Fantastic questions actually. As far as I am concerned, as a recruiter, I think the best reason to blog is to be found in the first place since recruiters spend lots of time googling for talent. Beyond that, I guess I’d only be inclined to look at someone’s blog that they’ve listed on their resume is if 1) they are someone I am interested in pursuing and I want to see if there are more details of their work or their strengths on the blog or 2) If there’s something in their background that I personal find interesting (which I guess isn’t too relevant).
So I would say that if you do decide to include your personal blog link on your resume, here are some “dos and don’ts”. Keep in mind, I am not saying these are general blog rules, but rather guidelines if you choose to include your blog link on your resume:
–DO take the time to write well. I realize that blogs are informal (and I’ve even noticed some typos on mine that I have declined to fix because that feels like cheating), but just make sure there aren’t any glaringly obvious grammar or spelling rules that you make over. This is especially the case if strong communication skills are a requirement of the positions in which you are interested (take that, grammar police!).

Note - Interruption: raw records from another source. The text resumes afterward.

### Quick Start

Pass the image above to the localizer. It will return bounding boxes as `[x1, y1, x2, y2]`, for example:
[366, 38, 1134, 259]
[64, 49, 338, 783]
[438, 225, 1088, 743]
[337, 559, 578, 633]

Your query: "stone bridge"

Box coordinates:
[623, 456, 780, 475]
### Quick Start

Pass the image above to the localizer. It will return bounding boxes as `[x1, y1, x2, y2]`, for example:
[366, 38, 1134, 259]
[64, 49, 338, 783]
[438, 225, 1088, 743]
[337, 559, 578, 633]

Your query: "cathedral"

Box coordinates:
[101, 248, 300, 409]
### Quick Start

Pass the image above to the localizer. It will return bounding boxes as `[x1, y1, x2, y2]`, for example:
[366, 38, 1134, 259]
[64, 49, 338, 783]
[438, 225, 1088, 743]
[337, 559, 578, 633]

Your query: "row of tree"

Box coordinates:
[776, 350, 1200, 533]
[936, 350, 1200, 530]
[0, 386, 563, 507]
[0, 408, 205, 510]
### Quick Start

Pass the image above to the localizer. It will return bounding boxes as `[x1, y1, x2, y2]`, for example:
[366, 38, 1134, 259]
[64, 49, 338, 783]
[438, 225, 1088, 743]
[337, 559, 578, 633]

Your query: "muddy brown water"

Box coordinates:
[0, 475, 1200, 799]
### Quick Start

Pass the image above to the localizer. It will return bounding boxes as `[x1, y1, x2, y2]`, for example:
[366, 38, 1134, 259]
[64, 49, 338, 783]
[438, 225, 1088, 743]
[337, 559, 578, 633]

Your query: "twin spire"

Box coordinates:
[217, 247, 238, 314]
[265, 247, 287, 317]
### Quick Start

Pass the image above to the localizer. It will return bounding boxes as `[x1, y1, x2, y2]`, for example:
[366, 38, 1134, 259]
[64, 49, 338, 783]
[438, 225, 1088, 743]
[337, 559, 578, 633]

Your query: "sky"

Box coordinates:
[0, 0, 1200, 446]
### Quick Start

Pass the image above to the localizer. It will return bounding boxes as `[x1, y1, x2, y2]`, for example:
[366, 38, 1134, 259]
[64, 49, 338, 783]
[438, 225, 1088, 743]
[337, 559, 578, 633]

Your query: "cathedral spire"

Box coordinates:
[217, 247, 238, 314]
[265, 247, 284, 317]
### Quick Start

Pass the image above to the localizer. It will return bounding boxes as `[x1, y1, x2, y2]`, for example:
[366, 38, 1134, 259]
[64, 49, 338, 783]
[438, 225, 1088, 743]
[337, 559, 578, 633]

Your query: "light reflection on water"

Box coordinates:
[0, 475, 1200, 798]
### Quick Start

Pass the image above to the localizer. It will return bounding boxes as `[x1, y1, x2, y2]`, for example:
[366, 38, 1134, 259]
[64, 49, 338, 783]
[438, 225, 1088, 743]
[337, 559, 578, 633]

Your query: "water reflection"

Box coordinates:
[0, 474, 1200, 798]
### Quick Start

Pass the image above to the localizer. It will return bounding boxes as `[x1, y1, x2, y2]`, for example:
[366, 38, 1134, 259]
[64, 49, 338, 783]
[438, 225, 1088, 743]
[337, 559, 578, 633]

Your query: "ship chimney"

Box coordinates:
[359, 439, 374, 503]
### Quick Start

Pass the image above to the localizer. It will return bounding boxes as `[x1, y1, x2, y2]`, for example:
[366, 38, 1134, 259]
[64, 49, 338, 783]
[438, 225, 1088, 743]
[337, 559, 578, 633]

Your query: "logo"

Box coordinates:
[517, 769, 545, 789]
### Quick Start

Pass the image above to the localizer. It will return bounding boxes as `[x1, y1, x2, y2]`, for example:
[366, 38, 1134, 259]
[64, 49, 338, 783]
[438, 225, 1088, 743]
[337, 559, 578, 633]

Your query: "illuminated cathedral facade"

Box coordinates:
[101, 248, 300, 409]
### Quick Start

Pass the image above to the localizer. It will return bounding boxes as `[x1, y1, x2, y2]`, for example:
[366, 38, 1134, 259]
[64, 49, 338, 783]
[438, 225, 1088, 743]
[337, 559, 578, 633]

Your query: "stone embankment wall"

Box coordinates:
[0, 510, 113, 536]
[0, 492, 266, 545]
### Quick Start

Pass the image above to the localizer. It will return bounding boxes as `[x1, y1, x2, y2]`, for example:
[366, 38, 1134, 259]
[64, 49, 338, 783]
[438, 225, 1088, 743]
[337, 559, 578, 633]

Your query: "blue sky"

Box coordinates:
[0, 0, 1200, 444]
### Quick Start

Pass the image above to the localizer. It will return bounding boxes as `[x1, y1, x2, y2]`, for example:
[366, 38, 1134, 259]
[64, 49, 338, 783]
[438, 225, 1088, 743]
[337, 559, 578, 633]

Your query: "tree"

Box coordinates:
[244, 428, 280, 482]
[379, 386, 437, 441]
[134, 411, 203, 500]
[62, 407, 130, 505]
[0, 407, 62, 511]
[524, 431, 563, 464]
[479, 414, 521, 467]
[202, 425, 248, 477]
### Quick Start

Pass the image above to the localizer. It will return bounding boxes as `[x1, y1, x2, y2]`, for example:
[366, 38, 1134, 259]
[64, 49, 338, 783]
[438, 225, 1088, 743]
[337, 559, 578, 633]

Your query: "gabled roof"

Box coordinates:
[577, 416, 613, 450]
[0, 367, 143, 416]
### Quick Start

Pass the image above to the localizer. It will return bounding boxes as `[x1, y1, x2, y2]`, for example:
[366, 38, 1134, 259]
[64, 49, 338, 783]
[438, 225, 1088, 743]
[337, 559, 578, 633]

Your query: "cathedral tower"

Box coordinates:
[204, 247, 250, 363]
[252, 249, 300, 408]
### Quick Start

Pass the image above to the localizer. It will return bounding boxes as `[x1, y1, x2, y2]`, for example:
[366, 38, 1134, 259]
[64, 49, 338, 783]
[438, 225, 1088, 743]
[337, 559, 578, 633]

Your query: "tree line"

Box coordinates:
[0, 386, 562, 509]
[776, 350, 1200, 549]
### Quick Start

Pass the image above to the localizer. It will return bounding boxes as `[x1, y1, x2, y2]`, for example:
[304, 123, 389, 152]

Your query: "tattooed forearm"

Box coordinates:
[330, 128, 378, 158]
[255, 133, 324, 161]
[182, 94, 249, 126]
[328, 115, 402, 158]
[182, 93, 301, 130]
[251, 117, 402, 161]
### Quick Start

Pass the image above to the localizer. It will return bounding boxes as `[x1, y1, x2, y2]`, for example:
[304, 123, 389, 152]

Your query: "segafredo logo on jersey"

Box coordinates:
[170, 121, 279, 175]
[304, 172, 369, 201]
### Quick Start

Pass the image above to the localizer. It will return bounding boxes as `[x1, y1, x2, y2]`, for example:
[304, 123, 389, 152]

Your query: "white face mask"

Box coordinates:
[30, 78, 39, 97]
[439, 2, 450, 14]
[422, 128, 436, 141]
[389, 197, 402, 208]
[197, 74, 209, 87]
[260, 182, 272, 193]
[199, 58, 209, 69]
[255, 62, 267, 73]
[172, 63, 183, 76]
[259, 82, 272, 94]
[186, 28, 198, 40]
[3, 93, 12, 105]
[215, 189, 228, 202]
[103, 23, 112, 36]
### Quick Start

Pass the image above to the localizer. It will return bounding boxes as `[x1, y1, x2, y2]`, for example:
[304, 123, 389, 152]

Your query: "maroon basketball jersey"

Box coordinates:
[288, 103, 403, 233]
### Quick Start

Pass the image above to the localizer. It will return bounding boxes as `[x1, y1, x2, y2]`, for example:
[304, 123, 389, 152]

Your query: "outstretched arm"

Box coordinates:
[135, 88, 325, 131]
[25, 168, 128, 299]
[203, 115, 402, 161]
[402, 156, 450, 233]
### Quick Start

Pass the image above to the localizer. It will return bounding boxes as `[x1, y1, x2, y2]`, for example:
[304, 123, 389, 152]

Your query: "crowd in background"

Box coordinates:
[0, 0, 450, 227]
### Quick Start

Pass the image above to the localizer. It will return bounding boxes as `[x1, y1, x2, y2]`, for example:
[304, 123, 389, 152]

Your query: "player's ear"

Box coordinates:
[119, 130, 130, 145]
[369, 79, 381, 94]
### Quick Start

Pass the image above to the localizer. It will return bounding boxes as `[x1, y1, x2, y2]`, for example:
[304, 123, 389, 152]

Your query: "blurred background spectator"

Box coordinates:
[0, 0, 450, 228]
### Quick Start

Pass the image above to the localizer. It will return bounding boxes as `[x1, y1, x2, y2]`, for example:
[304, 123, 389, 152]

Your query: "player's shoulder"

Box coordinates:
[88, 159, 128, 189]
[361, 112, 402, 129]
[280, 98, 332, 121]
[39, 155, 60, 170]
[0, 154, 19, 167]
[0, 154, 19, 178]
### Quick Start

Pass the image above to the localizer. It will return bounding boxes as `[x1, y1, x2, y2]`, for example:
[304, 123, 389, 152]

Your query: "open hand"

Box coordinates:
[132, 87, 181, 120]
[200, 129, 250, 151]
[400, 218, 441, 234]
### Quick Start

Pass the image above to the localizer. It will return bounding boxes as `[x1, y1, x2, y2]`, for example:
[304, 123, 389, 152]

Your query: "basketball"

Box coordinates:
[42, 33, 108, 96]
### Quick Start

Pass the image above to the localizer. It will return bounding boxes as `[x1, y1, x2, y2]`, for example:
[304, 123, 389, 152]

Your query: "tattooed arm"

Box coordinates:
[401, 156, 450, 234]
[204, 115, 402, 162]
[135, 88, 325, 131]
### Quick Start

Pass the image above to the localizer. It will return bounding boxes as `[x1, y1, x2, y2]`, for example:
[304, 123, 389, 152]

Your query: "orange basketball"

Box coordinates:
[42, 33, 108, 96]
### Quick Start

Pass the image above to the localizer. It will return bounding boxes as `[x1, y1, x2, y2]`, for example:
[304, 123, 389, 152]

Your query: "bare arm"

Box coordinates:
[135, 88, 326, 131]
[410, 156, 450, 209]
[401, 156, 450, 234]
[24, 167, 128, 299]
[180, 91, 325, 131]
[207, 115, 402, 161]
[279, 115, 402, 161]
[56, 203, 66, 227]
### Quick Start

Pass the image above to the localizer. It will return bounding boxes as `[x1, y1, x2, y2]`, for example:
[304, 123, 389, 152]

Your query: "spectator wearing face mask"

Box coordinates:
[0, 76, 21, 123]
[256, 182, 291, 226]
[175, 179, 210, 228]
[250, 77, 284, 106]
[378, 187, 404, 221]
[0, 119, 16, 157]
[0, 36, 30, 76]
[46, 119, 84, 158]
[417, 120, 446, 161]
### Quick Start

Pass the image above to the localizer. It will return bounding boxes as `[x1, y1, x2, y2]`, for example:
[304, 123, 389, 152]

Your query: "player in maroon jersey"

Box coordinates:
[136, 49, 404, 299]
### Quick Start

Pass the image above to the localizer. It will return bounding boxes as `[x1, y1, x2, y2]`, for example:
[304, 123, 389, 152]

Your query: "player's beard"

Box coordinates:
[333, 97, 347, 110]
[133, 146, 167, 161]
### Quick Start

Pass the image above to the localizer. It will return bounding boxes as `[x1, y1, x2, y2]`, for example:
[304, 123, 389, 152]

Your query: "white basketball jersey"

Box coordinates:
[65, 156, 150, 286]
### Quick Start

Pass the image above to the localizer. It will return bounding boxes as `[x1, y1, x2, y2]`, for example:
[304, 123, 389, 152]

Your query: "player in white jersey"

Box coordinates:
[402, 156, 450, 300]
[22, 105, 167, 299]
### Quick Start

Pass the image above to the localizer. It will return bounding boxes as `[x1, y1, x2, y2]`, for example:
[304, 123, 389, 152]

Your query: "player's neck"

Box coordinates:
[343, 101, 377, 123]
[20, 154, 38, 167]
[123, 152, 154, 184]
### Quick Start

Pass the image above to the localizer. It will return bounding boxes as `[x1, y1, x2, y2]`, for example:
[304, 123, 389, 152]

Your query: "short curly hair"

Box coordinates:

–DON’T include super controversial topics. In general, this could give an employer the impression that you would bring that controversy to work and that is counterproductive. We do expect people to have interests and stuff going on outside of work, so in general, I think blogs are a great place to air your opinions on whatever…but just not when you are linking it to your resume.
–DO show the human side. A resume doesn’t give us a really good idea of who you are as a person. And we are looking to hire a real-live person, not just a resume. Hobbies and interests, your travel journal, pictures of your pet or child(ren)…all stuff I think is A-OK to include. You may want to think twice about including things like pictures from your bachelor party or the moldy thing growing in the back of your refrigerator (I think you get my point here).
–DO include details of work projects, continuing education, etc. If the resume is the teaser that gets us interested in your background, your blog can provide some additional details. Don’t provide anything that could be considered a breach of any confidentiality (or other agreements) you have signed or shows any lack of loyalty for previous employers. I would say in this regard, avoid the temptation to cut and paste anything from any work product you have completed in the past. Just use the blog to describe your work in more detail.
–DO have an opinion. Especially when it comes to the field in which you work, express yourself. Think there’s something Microsoft could do to improve a product you use? We won’t hold it against you if we see it on your blog. In fact, we may even thank you for sharing your opinion with us!
–DON’T use your blog to document the questions you were asked during your Microsoft interviews. I think it’s all fine and good to discuss the idea of puzzle questions, what they are, why they are used, etc., but I would really discourage you from posting any information that could assist someone in bluffing their way through some interview questions. We mix up the questions pretty well anyway, but there’s something about posting them online that may be perceived as being a little shady and probably won’t reflect too well on you as a candidate (just my opinion here).
–DO blog regularly and during non-business hours. If your blog is not part of your job, keep in mind that your blog style could actually suggest some things about you that you had not intended. If you start a blog and then let it sit, employers could see that as a lack of commitment to your blog and wonder why the heck you would include the link on your resume anyway and whether you would exhibit the same lack of commitment to work projects as well. Also, we have had some conversation here about those folks out there that have full-time jobs but somehow seem to publish a significant volume of posts during the day. Employers could see that as concerning specifically with regard to work ethic. I guess we just wonder whether, if we hired you, you would spend a bunch of your time at Microsoft doing personal blogging (keep in mind that my blog is part of my job and I am also not looking to make a career change right now, so I am not being a total hypocrite). <I also wonder whether you are supposed to include a question mark at the end of a rhetorical question.>
Ultimately, by including a link to your blog on your resume, you are extending your resume to include your blog content. Show us who you are and how you think, but don’t show us everything. If your blog content is in line with how you wish to be viewed by a potential employer, then do it. Maybe you think about having a professional blog and a personal blog that are separate.
As far as identity theft or someone borrowing my words, I guess I just keep in mind that anything I post here can be borrowed. Blogging is a pretty open medium and as long as someone links back or gives me credit for my opinions and info, it’s cool with me. Since it’s really impossible to know with 100% certainty who the person behind the blog or comment post is, I have not been too concerned with someone trying to pass themselves off as me. I figure if they do that, it would be to post something controversial and I would find out about it anyway.
Trust me, I understand the hesitancy to step into the blogging world. It took me a few days of blogging before I was willing to tell people what my last name was (hence the odd blog url…leigh is not my last name). I got over it though and have had a really positive experience doing it. So far, it’s all good.